La problemática del contenido y las teorías del aprendizaje
Por Juan Carlos Recinos
Toda educación se funda en una pregunta esencial: ¿qué vale la pena enseñar? En apariencia, la respuesta podría ser simple —enseñar lo que el alumno necesita para vivir en su tiempo—, pero esa aparente claridad se disuelve cuando comprendemos que vivir en el tiempo es un asunto más hondo que adaptarse a él. Educar, en su raíz más noble, no consiste en adiestrar ni en preparar para la utilidad, sino en acompañar la formación del espíritu humano. Y en ese proceso, el contenido —aquello que se enseña— se convierte en un territorio de disputa: entre la tradición y la innovación, entre el saber heredado y la experiencia que lo renueva.

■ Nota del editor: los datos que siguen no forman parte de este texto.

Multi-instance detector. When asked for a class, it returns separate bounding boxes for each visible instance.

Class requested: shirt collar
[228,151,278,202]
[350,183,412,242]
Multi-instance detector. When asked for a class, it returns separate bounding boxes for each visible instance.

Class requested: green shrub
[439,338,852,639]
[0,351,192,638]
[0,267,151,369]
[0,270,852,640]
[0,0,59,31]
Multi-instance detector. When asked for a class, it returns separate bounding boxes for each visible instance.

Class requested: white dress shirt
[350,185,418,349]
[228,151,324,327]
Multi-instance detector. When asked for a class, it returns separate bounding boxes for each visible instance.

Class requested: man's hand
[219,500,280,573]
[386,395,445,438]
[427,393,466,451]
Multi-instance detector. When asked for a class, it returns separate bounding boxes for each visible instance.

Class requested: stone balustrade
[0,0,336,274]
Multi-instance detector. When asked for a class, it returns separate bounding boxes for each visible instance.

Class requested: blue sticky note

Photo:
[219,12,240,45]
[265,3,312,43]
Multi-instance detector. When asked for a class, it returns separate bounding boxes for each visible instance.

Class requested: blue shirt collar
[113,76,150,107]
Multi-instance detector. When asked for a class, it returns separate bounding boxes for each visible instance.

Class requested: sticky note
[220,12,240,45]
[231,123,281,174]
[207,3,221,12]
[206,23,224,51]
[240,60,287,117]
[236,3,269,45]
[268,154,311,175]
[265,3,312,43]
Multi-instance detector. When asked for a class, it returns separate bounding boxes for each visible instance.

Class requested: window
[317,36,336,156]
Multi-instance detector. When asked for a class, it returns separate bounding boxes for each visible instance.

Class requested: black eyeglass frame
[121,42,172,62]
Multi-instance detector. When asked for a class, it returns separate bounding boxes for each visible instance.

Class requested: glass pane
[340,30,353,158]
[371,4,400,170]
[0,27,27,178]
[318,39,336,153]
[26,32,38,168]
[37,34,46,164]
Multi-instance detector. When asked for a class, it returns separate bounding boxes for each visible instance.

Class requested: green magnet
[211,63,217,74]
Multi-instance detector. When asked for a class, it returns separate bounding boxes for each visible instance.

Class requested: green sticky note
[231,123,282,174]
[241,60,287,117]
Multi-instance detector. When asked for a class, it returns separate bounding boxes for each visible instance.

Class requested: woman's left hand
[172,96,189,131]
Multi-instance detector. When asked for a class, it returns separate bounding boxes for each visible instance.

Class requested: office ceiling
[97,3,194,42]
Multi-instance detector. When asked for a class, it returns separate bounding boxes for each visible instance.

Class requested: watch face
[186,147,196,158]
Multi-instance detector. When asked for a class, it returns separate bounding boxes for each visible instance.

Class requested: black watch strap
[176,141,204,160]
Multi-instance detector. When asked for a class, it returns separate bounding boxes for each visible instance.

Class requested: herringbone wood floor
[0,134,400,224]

Durante siglos, los contenidos fueron considerados depósitos de conocimiento que el maestro debía transferir con fidelidad. La escuela clásica —la del magister dixit— entendía el aprendizaje como recepción y memorización. El alumno era un recipiente donde se vertía el saber. Pero con el siglo XX llegaron las rupturas: la psicología, la sociología y la pedagogía moderna comenzaron a mirar al sujeto, no al objeto. Piaget, con su mirada de naturalista del pensamiento, sostuvo que el conocimiento no se recibe pasivamente: se construye. “El saber —decía— es el resultado de la acción del sujeto sobre el Mundo” (Piaget, 1970). De pronto, el contenido dejó de ser un tesoro que se transmite y pasó a ser una materia viva que se reconstruye en cada mente.
El conductismo, por su parte, redujo el acto de aprender a una secuencia de estímulos y respuestas. Su eficacia era innegable: podía entrenar, condicionar, lograr resultados medibles. Pero a cambio sacrificaba la conciencia, el sentido, el alma del acto educativo. No se enseñaba a pensar, sino a responder correctamente. La revolución llegó con el cognitivismo y el constructivismo: Bruner, Vygotsky, Ausubel. Todos ellos colocaron la comprensión en el centro y devolvieron al lenguaje, a la cultura y al contexto su papel fundamental. “Todo aprendizaje humano tiene una historia social”, escribió Vygotsky (1979), recordándonos que no aprendemos solos, sino en comunidad, en diálogo con otros y con los símbolos que nos habitan.
De ahí surge la gran paradoja de nuestro tiempo: en nombre de la libertad del alumno, hemos desdibujado el contenido; en nombre de la creatividad, a veces hemos renunciado a la profundidad. Las escuelas hablan de “competencias”, “habilidades”, “proyectos”, pero muchas veces olvidan el núcleo duro del conocimiento: los conceptos, las estructuras del pensamiento, la tradición cultural que nos precede. Como advirtió Bruner (1997), enseñar cualquier cosa de manera intelectualmente honesta significa revelar su estructura profunda. Es decir: enseñar no es disfrazar el saber de juego, sino conducir al estudiante a comprender la belleza de una idea.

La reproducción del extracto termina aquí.